La requête a été communiquée au département de Seine-et-Marne qui n’a pas produit de mémoire en défense.
Vu :
— le recours administratif préalable obligatoire formé par le requérant contre la décision dont la suspension de l’exécution est demandée et la preuve de la date du dépôt de ce recours ;
— les autres pièces du dossier.
Vu :
— le code de l’action sociale et des familles ;
— la loi n° 91-647 du 10 juillet 1991 ;
— la loi n° 2022-140 du 7 février 2022 ;
— la loi n° 2024-42 du 26 janvier 2024 ;
— le décret n° 2020-1717 du 28 décembre 2020 ;
— le code de justice administrative.
La présidente du tribunal a, en application de l’article L. 511-2 du code de justice administrative, désigné M. Zanella, premier conseiller, pour statuer sur les référés présentés sur le fondement des dispositions du livre V du même code.
Les parties ont été régulièrement informées de la date et de l’heure de l’audience publique.
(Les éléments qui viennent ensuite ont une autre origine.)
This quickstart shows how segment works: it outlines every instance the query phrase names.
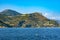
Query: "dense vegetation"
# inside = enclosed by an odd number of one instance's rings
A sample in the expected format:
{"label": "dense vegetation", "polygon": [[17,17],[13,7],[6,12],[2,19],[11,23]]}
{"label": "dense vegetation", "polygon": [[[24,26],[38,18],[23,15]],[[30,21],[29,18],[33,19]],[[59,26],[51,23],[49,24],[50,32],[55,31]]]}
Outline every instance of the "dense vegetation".
{"label": "dense vegetation", "polygon": [[21,14],[13,10],[0,12],[0,27],[59,27],[55,20],[48,19],[42,13]]}

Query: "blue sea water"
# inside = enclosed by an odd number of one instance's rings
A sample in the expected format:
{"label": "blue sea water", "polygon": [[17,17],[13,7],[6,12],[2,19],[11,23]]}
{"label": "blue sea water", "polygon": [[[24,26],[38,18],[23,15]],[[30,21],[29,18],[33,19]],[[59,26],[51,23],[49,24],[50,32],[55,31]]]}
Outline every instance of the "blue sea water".
{"label": "blue sea water", "polygon": [[60,40],[60,28],[0,28],[0,40]]}

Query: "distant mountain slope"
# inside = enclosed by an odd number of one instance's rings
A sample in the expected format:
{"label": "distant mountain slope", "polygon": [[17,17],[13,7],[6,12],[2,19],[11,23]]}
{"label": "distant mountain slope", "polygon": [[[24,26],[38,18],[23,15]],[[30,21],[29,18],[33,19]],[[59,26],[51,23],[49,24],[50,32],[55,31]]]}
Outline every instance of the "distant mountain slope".
{"label": "distant mountain slope", "polygon": [[3,21],[3,25],[0,25],[1,27],[5,24],[11,27],[22,28],[59,27],[57,21],[48,19],[38,12],[30,14],[20,14],[13,10],[5,10],[0,13],[0,20]]}
{"label": "distant mountain slope", "polygon": [[6,10],[0,12],[0,14],[4,14],[4,15],[7,15],[7,16],[20,15],[20,13],[18,13],[18,12],[16,12],[16,11],[13,11],[13,10],[10,10],[10,9],[6,9]]}

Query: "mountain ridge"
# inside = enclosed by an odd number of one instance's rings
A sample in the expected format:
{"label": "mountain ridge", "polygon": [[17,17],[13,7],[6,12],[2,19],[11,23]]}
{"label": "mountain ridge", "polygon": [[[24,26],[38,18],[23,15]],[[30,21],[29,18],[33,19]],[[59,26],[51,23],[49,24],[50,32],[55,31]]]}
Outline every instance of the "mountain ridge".
{"label": "mountain ridge", "polygon": [[48,19],[45,16],[43,16],[42,13],[39,12],[34,12],[31,14],[21,14],[10,9],[4,10],[0,13],[0,20],[2,20],[3,23],[8,24],[11,27],[20,28],[59,27],[57,21]]}

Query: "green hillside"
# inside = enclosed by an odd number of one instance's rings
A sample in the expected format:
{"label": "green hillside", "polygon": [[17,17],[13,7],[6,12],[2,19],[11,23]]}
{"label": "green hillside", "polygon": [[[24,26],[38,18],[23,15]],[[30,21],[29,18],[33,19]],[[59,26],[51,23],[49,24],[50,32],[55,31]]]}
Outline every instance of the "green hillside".
{"label": "green hillside", "polygon": [[[21,14],[13,10],[4,10],[0,12],[0,20],[3,22],[0,23],[0,27],[59,27],[59,24],[55,20],[48,19],[38,12]],[[7,26],[5,26],[6,24]]]}

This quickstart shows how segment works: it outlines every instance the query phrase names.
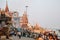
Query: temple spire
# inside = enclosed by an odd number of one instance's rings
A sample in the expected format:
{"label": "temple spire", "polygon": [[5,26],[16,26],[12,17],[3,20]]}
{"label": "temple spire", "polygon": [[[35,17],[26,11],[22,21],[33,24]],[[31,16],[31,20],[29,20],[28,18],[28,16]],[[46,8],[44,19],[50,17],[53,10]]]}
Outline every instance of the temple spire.
{"label": "temple spire", "polygon": [[5,12],[8,12],[8,11],[9,11],[9,8],[8,8],[8,3],[7,3],[7,0],[6,0]]}

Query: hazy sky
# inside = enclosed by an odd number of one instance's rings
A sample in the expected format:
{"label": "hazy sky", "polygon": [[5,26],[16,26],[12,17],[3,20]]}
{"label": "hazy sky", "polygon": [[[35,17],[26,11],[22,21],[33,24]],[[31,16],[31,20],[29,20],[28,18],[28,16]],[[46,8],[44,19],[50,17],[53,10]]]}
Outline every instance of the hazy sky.
{"label": "hazy sky", "polygon": [[[4,9],[6,0],[0,0]],[[42,27],[60,28],[60,0],[8,0],[10,11],[18,11],[20,16],[28,5],[28,18],[31,24],[39,23]]]}

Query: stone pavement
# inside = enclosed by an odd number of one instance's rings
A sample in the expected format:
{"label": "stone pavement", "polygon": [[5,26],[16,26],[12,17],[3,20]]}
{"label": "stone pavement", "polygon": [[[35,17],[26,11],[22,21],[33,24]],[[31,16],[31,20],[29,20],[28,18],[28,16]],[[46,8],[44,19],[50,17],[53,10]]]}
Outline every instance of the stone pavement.
{"label": "stone pavement", "polygon": [[12,36],[13,40],[34,40],[33,38],[28,38],[28,37],[21,37],[21,39],[19,39],[18,36]]}

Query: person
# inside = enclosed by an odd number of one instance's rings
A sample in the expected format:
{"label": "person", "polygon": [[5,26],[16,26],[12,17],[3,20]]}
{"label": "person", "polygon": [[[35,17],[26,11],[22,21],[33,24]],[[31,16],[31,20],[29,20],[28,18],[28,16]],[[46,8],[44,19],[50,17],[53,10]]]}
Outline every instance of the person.
{"label": "person", "polygon": [[19,38],[21,38],[21,32],[17,32]]}

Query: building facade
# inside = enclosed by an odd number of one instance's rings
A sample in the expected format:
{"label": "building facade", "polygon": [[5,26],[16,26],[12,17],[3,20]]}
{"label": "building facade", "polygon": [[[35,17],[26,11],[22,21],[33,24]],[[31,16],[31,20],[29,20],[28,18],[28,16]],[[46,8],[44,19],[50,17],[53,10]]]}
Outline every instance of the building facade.
{"label": "building facade", "polygon": [[12,14],[12,24],[13,24],[13,27],[15,28],[20,28],[20,17],[19,17],[19,13],[18,12],[13,12]]}

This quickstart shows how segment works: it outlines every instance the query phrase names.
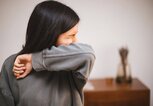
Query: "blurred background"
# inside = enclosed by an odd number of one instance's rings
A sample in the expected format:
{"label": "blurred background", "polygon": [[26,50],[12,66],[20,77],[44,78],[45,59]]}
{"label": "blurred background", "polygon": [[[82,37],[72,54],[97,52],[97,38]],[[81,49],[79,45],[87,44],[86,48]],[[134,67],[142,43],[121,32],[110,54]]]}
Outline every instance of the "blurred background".
{"label": "blurred background", "polygon": [[[0,0],[0,67],[8,56],[21,49],[31,12],[41,1]],[[91,79],[116,77],[118,50],[127,46],[132,76],[153,90],[153,0],[58,1],[78,13],[78,38],[95,50]]]}

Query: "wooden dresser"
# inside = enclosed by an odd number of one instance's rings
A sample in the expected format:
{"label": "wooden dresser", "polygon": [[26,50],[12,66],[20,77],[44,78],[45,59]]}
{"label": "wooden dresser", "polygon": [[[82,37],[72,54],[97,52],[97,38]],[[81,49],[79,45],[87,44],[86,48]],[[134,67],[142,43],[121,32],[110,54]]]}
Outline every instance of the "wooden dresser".
{"label": "wooden dresser", "polygon": [[85,106],[150,105],[150,90],[137,78],[131,84],[117,84],[114,79],[92,79],[88,84],[90,87],[84,89]]}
Au cours de cette audience, tenue le 16 mai 2025 à 10h00 en présence de Mme Aubret, greffière d’audience, ont été entendus :
— le rapport de M. Zanella ;
— et les observations de Me Desenlis, représentant M. A, présent, qui a conclu aux mêmes fins que la requête, par les mêmes moyens.
La clôture de l’instruction est intervenue à l’issue de l’audience en application de l’article R. 522-8 du code de justice administrative.
Considérant ce qui suit :
1. Aux termes du premier alinéa de l’article L. 521-1 du code de justice administrative : « Quand une décision administrative, même de rejet, fait l’objet d’une requête en annulation ou en réformation, le juge des référés, saisi d’une demande en ce sens, peut ordonner la suspension de l’exécution de cette décision, ou de certains de ses effets, lorsque l’urgence le justifie et qu’il est fait état d’un moyen propre à créer, en l’état de l’instruction, un doute sérieux quant à la légalité de la décision. »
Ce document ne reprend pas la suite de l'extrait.